Открылся стеклянный аквариум, расположенный в зале суда. Двое в форме обменялись с конвойными кивками. Конвоир и один из встречавших повозились с коммуникаторами, снова обменялись кивками и, так и не сказав ни слова, приведшая меня пара вернулась в коридор. Когда дверь захлопнулась, охранник еще потыкал в экран, наручники расстегнулись, я передал их через окошко.

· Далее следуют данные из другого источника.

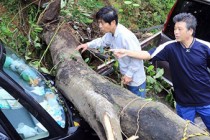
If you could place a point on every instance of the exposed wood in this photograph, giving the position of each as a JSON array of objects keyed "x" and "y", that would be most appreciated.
[{"x": 94, "y": 96}]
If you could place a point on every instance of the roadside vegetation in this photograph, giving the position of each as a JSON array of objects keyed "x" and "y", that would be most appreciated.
[{"x": 20, "y": 31}]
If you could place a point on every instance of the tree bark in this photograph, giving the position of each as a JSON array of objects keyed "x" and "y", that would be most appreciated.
[{"x": 108, "y": 108}]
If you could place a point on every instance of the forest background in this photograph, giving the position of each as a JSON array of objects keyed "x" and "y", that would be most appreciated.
[{"x": 19, "y": 28}]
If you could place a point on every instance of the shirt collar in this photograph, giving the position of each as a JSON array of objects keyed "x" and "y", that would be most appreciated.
[{"x": 116, "y": 33}]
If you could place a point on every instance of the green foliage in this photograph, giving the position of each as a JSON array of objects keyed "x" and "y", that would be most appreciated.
[
  {"x": 81, "y": 11},
  {"x": 155, "y": 83},
  {"x": 139, "y": 14}
]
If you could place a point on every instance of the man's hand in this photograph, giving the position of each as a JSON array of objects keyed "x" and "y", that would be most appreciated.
[
  {"x": 126, "y": 79},
  {"x": 83, "y": 47},
  {"x": 119, "y": 53}
]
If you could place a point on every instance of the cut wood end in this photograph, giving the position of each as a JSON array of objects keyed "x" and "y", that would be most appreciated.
[{"x": 133, "y": 138}]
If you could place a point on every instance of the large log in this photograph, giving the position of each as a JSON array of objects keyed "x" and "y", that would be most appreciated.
[{"x": 109, "y": 108}]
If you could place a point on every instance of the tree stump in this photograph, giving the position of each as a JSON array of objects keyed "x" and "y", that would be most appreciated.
[{"x": 110, "y": 110}]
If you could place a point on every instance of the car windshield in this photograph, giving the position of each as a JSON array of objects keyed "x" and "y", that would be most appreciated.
[
  {"x": 35, "y": 85},
  {"x": 200, "y": 10}
]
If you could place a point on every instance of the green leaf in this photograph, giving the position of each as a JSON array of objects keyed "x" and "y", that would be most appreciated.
[
  {"x": 87, "y": 60},
  {"x": 43, "y": 69},
  {"x": 150, "y": 68},
  {"x": 127, "y": 2},
  {"x": 150, "y": 80},
  {"x": 136, "y": 5},
  {"x": 34, "y": 64}
]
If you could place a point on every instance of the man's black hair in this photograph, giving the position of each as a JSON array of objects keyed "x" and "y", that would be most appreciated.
[
  {"x": 107, "y": 14},
  {"x": 189, "y": 19}
]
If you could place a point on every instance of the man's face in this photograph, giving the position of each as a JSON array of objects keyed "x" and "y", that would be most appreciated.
[
  {"x": 181, "y": 32},
  {"x": 106, "y": 27}
]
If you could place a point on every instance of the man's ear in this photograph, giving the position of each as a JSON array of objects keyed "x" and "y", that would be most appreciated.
[{"x": 113, "y": 22}]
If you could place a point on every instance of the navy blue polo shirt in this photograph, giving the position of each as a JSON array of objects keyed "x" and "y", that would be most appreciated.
[{"x": 190, "y": 76}]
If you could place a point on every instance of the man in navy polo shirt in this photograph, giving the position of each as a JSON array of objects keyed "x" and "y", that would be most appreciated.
[{"x": 188, "y": 59}]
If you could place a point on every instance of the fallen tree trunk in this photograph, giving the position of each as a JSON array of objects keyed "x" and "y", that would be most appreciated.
[{"x": 108, "y": 108}]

Надо сказать, очень кстати, запястья были сбиты совершенно.
Кроме меня в клетке и пары охранников рядом, вторая пара полицейских скучала возле огромной парадной двери. Когда нас осталось пятеро, считая меня, полицейские, словно по команде, разложили разномастные, явно личные коммуникаторы, и, глядя в пустоту, начали водить большими пальцами по сенсорным экранам, наклоняя, сгибая и скручивая корпуса телефонов.